Acórdão do Tribunal da Relação de Lisboa
Processo:
11237/2005-6
Relator: PEREIRA RODRIGUES
Descritores: ARRENDAMENTO
RESIDÊNCIAS ALTERNADAS
Nº do Documento: RL
Data do Acordão: 12/15/2005
Votação: UNANIMIDADE
Texto Integral: S
Meio Processual: APELAÇÃO
Decisão: CONFIRMADA
Sumário: I. O arrendatário não deixa de beneficiar da legislação proteccionista da habitação, no caso de ter duas residências permanentes alternadas em diferentes localidades desde que, em função do caso concreto, se revele que ambas servem paritariamente - isto é, sem que entre elas se verifique qualquer hierarquização no sentido de uma poder ser havida por principal e a outra por secundária - para a instalação da vida doméstica, com carácter habitual e duradouro.
II. Todavia, para poderem ser havidas como residências permanentes alternadas torna-se necessário que em relação a cada uma delas se verifique o condicionalismo previsto para o conceito de residência permanente: estabilidade, habitualidade, continuidade e efectividade de estada em determinados locais do centro da vida familiar.
Decisão Texto Integral: ACORDAM NO TRIBUNAL DA RELAÇÃO DE LISBOA:

I. OBJECTO DO RECURSO E QUESTÕES A SOLUCIONAR.

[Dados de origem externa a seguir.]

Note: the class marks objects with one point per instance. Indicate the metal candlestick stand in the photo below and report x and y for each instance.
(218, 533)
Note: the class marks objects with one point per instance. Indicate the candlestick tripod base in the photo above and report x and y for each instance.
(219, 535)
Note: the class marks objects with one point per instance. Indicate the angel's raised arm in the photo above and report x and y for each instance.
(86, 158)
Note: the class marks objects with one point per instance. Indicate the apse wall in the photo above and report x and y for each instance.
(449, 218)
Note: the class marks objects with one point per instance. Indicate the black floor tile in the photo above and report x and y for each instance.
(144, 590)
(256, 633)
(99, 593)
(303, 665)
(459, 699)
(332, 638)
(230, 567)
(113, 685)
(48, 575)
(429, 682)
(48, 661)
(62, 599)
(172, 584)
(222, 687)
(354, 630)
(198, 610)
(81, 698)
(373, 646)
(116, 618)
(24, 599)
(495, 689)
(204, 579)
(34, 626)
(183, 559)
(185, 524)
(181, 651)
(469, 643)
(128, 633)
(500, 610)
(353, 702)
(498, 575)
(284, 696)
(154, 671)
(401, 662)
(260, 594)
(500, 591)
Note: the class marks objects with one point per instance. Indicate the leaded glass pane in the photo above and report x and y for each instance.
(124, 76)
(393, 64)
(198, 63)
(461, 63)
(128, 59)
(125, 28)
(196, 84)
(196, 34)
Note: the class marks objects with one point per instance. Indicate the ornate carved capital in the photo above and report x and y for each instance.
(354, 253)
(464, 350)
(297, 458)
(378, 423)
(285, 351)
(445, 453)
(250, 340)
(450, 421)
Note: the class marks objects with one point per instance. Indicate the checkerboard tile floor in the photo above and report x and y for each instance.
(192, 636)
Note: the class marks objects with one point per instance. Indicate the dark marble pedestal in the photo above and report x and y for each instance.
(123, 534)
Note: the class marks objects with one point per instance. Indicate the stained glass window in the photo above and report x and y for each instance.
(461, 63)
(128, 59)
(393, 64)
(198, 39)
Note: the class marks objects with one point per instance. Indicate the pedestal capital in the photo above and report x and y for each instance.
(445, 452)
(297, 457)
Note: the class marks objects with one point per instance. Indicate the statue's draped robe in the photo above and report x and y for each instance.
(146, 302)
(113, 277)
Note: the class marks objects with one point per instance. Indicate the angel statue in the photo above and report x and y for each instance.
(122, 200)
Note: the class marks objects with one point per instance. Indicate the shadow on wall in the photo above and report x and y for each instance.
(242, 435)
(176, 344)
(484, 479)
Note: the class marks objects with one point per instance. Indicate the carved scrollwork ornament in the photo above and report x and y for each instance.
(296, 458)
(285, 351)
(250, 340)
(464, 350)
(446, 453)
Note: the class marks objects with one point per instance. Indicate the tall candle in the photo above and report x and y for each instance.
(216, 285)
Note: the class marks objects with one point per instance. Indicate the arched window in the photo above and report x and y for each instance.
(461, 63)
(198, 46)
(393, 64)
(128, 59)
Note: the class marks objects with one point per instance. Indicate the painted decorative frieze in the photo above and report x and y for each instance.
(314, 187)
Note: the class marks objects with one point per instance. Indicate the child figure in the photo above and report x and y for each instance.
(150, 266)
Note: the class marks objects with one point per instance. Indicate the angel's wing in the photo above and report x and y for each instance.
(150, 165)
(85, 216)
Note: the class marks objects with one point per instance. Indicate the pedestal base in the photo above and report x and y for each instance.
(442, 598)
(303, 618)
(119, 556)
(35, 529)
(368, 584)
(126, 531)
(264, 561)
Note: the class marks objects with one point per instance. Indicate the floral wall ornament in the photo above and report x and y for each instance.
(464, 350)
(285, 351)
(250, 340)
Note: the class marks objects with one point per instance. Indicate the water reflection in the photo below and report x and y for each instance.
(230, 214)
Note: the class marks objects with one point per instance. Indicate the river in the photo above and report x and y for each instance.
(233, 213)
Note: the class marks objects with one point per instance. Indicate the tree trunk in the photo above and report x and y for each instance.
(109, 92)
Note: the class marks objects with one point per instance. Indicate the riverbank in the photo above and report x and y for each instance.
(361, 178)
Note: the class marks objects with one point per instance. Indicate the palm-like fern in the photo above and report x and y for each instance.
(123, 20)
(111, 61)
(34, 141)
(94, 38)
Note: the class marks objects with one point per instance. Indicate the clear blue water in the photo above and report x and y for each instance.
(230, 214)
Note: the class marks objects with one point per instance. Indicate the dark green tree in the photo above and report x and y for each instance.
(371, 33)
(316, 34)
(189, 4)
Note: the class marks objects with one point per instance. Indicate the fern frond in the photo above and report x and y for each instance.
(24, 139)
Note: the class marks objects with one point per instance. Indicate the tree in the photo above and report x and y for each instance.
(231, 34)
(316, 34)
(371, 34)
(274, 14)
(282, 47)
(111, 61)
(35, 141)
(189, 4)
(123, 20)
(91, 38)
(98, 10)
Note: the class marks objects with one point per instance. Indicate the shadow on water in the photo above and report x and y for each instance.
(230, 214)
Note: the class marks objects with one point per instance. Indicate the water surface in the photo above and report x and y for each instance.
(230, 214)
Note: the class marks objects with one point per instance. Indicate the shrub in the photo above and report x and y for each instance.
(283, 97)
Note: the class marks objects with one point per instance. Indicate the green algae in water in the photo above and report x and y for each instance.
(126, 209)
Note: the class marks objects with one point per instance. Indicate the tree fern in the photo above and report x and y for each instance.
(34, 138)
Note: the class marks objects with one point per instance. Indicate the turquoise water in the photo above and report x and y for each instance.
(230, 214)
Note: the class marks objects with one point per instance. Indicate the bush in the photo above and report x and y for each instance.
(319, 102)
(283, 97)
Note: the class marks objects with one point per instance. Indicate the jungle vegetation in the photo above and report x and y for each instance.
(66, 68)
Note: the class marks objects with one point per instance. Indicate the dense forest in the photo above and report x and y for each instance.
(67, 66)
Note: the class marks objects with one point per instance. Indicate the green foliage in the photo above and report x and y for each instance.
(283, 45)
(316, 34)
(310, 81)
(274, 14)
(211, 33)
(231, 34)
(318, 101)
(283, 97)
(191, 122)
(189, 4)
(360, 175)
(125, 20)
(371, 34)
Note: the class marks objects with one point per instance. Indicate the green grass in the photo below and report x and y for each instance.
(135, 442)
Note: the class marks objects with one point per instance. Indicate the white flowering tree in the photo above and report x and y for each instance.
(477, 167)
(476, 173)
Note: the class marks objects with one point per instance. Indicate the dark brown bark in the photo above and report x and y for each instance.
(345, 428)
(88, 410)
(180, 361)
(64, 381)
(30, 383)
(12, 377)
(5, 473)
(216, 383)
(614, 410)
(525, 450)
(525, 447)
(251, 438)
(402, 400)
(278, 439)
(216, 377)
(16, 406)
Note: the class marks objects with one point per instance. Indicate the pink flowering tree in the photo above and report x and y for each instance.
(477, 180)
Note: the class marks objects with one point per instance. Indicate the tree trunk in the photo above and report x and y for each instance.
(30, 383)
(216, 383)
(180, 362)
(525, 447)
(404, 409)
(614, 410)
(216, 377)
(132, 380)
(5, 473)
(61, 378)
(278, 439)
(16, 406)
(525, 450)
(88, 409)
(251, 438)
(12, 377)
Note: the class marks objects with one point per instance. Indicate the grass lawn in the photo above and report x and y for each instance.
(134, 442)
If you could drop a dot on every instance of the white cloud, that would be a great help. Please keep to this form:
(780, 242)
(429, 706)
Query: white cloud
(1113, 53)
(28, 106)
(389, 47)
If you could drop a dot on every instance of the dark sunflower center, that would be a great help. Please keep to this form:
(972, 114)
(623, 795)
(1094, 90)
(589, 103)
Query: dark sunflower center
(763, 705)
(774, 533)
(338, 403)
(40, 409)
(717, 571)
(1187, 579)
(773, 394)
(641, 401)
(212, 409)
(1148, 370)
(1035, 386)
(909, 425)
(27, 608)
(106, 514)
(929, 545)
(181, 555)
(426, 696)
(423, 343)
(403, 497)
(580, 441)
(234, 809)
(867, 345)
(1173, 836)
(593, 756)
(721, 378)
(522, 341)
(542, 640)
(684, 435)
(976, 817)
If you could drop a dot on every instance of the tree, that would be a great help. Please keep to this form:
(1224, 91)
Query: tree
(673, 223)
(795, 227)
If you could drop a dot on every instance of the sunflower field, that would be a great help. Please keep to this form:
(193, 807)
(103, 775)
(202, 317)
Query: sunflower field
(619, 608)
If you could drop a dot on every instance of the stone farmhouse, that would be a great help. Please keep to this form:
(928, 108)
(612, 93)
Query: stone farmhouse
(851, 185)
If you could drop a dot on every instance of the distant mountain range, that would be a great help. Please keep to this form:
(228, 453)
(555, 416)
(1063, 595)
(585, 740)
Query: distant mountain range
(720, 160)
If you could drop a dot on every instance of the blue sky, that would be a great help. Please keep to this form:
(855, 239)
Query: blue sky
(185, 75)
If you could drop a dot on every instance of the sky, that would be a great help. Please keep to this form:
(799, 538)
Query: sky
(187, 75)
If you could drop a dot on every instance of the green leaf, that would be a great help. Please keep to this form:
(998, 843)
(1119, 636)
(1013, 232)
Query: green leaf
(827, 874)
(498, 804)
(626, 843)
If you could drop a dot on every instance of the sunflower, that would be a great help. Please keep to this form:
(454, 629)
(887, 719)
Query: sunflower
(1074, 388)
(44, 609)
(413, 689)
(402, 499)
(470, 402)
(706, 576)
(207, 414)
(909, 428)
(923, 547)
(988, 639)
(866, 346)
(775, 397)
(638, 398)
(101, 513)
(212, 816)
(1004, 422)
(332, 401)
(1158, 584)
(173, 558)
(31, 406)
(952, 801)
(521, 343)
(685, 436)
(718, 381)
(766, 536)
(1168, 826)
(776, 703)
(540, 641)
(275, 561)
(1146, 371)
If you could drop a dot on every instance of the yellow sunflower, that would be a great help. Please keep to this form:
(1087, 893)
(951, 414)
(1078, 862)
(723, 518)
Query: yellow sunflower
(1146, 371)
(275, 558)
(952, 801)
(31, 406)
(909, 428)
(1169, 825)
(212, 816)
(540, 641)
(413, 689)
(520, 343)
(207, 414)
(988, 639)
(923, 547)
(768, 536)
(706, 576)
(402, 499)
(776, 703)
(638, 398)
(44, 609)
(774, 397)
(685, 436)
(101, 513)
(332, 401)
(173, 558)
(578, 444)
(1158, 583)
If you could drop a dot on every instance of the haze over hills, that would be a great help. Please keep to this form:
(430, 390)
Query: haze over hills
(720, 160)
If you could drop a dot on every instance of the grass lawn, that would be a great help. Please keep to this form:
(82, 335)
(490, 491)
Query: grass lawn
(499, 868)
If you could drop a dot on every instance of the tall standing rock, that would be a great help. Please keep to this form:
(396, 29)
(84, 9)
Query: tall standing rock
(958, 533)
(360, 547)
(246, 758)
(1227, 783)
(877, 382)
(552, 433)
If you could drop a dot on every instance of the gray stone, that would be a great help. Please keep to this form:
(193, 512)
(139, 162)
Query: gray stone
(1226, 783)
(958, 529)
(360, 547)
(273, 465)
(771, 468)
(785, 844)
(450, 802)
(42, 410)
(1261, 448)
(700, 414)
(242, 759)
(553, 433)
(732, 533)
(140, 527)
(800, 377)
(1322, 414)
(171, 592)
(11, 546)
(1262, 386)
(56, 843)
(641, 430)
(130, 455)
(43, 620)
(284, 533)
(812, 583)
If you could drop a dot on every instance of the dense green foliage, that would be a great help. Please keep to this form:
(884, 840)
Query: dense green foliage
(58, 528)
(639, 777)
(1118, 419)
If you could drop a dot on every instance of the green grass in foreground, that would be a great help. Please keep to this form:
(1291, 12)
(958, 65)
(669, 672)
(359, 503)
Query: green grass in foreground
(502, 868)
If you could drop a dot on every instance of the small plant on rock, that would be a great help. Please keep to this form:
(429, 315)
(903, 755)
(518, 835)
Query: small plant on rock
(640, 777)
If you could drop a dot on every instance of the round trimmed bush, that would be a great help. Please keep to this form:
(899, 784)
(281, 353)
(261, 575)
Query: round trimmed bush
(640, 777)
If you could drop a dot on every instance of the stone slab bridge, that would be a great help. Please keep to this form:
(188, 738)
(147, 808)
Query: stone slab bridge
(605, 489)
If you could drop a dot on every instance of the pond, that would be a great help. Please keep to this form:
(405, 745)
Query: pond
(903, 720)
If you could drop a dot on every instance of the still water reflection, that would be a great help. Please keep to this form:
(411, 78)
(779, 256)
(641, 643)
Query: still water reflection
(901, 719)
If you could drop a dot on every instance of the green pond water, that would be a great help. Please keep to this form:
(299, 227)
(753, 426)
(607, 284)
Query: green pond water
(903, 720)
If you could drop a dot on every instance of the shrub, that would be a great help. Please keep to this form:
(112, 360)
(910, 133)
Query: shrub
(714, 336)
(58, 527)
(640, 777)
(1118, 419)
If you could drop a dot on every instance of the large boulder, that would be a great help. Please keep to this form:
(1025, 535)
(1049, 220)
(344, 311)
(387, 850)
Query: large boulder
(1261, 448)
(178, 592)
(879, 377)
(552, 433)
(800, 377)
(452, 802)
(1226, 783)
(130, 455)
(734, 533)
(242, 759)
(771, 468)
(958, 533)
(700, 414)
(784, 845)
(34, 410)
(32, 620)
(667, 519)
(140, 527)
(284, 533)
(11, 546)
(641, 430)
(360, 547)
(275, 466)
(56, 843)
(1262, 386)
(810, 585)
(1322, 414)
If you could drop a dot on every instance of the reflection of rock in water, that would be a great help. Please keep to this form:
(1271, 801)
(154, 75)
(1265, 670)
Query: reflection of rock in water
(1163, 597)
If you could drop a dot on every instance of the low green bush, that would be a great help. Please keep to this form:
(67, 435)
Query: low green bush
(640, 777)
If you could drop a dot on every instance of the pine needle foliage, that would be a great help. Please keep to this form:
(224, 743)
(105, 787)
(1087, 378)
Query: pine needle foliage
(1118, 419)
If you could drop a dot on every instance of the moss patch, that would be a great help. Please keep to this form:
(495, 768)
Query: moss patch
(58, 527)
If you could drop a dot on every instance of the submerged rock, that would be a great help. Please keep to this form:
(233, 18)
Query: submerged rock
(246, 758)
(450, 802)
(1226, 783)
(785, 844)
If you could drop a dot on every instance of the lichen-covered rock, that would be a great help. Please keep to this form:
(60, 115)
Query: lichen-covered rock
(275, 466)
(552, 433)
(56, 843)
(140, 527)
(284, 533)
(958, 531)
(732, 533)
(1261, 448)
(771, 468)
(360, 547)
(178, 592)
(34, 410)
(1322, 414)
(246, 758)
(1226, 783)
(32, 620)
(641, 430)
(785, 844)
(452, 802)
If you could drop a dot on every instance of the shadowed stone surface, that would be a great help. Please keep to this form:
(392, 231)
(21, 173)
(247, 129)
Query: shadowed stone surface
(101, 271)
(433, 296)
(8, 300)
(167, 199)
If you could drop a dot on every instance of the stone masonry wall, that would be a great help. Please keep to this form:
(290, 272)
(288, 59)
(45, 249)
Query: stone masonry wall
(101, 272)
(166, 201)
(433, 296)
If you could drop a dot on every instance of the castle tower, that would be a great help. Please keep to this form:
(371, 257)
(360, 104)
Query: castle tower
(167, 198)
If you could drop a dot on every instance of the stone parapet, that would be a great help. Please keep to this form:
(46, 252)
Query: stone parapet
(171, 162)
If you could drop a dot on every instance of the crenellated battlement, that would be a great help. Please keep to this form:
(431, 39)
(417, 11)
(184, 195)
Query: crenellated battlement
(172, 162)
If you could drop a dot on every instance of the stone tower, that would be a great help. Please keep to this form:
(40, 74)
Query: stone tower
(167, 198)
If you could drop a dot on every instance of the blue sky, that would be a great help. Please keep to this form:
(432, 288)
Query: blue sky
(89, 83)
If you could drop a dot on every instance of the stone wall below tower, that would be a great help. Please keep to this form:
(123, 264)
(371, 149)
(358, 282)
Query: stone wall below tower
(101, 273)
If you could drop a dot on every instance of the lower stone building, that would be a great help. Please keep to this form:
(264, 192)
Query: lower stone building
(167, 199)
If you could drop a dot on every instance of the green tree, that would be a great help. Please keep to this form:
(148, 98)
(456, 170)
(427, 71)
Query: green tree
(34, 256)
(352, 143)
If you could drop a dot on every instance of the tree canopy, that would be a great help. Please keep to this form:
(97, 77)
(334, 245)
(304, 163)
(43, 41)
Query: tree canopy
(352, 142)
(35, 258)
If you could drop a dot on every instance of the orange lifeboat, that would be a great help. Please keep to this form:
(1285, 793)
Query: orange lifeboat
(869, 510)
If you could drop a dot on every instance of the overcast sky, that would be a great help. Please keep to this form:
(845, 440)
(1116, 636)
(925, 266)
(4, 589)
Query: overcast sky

No Tribunal Cível da Comarca de Lisboa, A e mulher intentaram a presente acção de despejo, sob a forma de processo sumário, contra B, C e D, pedindo que seja declarada a resolução do contrato de arrendamento, o despejo imediato do locado e entrega aos autores devoluto de pessoas e bens, no estado em que o receberam quando lhes foi arrendado e, por último, a condenação dos réus no pagamento de uma indemnização por estragos e deteriorações anormais no locado nunca inferior a Euros 5.000.

Alegam, para o efeito e em síntese, que os réus já não habitam no locado, a sua casa de família situa-se em Oliveira de Azeméis, onde fazem habitualmente e com permanência a sua vida, o andar em apreço tem vindo a ser sublocado a terceiros.

Os réus contestaram, pugnando pela improcedência da acção.

Prosseguiram os autos os seus trâmites, sendo proferido despacho saneador e elaborada a especificação e a base instrutória e, por fim, procedeu-se a audiência de discussão e julgamento, sendo depois proferida sentença, julgando a acção procedente e condenando os RR no pedido.

Inconformados com a decisão, vieram os RR interpor recurso para este Tribunal da Relação, apresentando doutas alegações, com as seguintes CONCLUSÕES:

1. Os RR fazem normalmente e com permanência, a sua vida no local arrendado, em Lisboa;

2. Os RR são proprietários de um prédio sito em Oliveira de Azeméis;

3. Deslocam-se a tal local com alguma frequência, nunca por mais de 10 dias;

4. Nada impede que os RR. tenham duas moradas e vivam alternadamente nessas moradas.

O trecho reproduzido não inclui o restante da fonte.